Ia dikenal sebagai
mistikus yang misterius tapi kaya ilmu. Beberapa karyanya dikabarkan sempat
hilang
Dalam alam pemikiran Islam dikenal apa yang disebut “Insan
Kamil”, alias manusia yang sempurna. Insan Kamil
merupakan derajat spritual yang paling tinggi, yang menjadi dambaan setiap
muslim. Bisa mencapai derajat sebagai Insan Kamil sangat berarti bagai seorang
yang beriman, karena mereka benar-benar dapat merasakan makna sebagai manusia
yang sesungguhnya.
Derajat sebagai Insan Kamil hanya dikenal dalam dunia tasawuf. Banyak cara
atau metode untuk mencapai derajat tersebut yang dirumuskan oleh para sufi
masyhur. Diantaranya, Al-Jilli, dalam kitabnya, Al-Insanul Kamil fi Makrifat al-Awakhir wa
Awa’il. Ia menulis pendapatnya tentang Insan Kamil dengan cukup Mendetail –
sehingga sering dikutip banyak penulis hingga kini.

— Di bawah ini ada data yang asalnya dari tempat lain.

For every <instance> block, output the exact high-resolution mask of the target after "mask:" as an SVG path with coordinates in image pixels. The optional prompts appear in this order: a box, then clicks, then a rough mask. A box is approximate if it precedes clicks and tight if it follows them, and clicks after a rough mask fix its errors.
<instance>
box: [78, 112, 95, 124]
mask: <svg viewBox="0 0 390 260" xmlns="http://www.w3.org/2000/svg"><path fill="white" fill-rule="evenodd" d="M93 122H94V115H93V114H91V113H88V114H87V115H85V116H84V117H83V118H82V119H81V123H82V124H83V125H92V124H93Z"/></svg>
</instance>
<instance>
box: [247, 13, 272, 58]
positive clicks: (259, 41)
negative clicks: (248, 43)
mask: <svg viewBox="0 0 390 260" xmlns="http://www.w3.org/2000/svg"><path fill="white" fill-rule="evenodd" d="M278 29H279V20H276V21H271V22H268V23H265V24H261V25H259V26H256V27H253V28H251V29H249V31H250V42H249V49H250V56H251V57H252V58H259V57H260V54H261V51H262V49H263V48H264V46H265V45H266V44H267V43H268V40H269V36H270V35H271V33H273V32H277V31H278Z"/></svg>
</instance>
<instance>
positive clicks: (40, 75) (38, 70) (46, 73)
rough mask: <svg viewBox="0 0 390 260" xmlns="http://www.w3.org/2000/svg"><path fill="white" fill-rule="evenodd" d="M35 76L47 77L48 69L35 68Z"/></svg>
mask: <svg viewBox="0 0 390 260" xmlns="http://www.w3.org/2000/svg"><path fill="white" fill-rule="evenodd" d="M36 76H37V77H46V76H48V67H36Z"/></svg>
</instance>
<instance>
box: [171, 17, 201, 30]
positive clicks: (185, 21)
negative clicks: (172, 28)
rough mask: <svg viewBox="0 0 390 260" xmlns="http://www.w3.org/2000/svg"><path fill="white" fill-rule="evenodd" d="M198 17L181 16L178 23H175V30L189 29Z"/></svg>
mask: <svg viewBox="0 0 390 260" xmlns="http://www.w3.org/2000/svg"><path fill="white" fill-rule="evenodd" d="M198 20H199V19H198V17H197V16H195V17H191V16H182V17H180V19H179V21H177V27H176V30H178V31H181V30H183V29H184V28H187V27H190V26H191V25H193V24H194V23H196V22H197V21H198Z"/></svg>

Nama lengkapnya Abdul Karim ibnu Ibrahim ibnu Khalifah
ibnu Ahmad ibnu Mahmud al-Jilli. Kapan ia lahir dan
wafat, dimana ia lahir dan wafat, para sejarawan dan pengamat sufi berbeda
pendapat. Al-Jilli memang sufi yang misterius, karena riwayat hidupnya juga
sangat sulit dilacak. Menurut pengamat sufi Ignaz Goldziher, Al-Jilli lahir di
sebuah desa dekat Bagdad yang bernama Al-Jil – yang kemudian dinisbatkan di
belakang namanya.
Tetapi hal itu kemudian dibantah oleh Nicholson, pengamat sufi yang lain,
dalam sebuah bukunya ia menulis, Al-Jilli bisa diartikan sebagai pertalian nasab, keturunan.

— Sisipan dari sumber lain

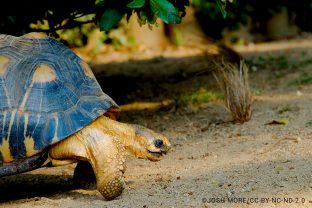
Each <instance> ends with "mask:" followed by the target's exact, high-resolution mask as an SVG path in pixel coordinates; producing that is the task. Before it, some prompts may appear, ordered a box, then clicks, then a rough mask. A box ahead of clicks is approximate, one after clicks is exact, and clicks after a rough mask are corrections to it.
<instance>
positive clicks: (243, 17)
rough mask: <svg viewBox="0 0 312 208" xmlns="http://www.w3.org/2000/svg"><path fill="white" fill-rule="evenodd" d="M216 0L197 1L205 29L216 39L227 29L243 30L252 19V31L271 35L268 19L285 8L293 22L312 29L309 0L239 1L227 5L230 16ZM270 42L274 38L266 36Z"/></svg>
mask: <svg viewBox="0 0 312 208" xmlns="http://www.w3.org/2000/svg"><path fill="white" fill-rule="evenodd" d="M214 2H215V1H214V0H198V1H195V2H194V9H195V11H196V17H197V20H198V22H199V24H200V25H201V27H202V29H203V31H204V32H205V33H206V34H207V35H208V36H209V37H212V38H214V39H221V38H222V32H223V30H224V29H225V28H228V29H229V30H230V31H235V30H237V29H239V27H240V25H239V24H242V25H247V24H248V21H251V23H252V24H251V25H252V26H251V31H250V32H251V34H254V35H255V34H258V35H259V34H261V35H264V37H266V35H267V28H266V27H267V22H268V20H269V19H270V18H272V17H273V16H274V15H275V14H277V13H279V12H281V11H282V10H283V9H286V10H287V13H288V15H289V22H290V23H294V24H295V25H297V26H298V27H299V28H300V29H301V32H304V31H307V32H311V30H312V25H311V21H310V20H311V18H312V4H311V1H309V0H299V1H293V0H275V1H270V0H262V1H249V0H239V1H234V3H228V4H227V5H226V12H227V16H226V18H224V17H223V15H222V12H221V10H220V9H219V7H218V6H217V5H216V4H215V3H214ZM266 41H270V39H269V38H268V37H266Z"/></svg>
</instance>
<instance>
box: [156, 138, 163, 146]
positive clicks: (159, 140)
mask: <svg viewBox="0 0 312 208" xmlns="http://www.w3.org/2000/svg"><path fill="white" fill-rule="evenodd" d="M154 144H155V146H156V147H157V148H160V147H161V146H162V145H163V144H164V142H163V141H162V140H160V139H156V140H155V141H154Z"/></svg>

Jil atau Jilan menunjukkan bahwa Al-Jilli keturunan orang Jilan, sebuah
daerah di wilayah Bagdad. Argumentasi ini sejalan dengan beberapa buku mengenai
karya Al-Jilli yang menyebutkan bahwa ia masih keturunan Syekh Abdul Qadir Al
Jilani, pendiri tarekat Qadiriyah.
Menurut Al-Jilli, garis nasabnya tersambung dari cucu perempuan Syekh Abdul Qadir Jailani. Tapi beberapa ulama dan
pengamat sufi sepakat, Al-Jilli lahir pada bulan Muharram tahun 767 H di
Baghdad, Irak. Namun mengenai wafatnya para ulama dan pengamat sufi – seperti
At-Taftazani, AJ. Arberry maupun Umar Ridha Kahhalah – tidak sepakat.
Ibnu Arabi
Al-Jilli kecil dididik dengan penuh disiplin oleh ayahandanya. Menginjak
masa remaja – ketika Bagdad dikuasai pasukan Mongol – ia dan keluarganya hijrah
ke Zabid di Yaman. Disinilah ia belajar agama secara intensif, antara lain ia
berguru kepada Syekh Syarafuddin Ismail ibnu Ibrahim Al-Jabarti (W. 806 H).
belakangan ia juga belajar kepada seorang sufi besar di Hindukusy, India, pada
709 H, tapi tidak ada catatan berapa lama ia tinggal di India.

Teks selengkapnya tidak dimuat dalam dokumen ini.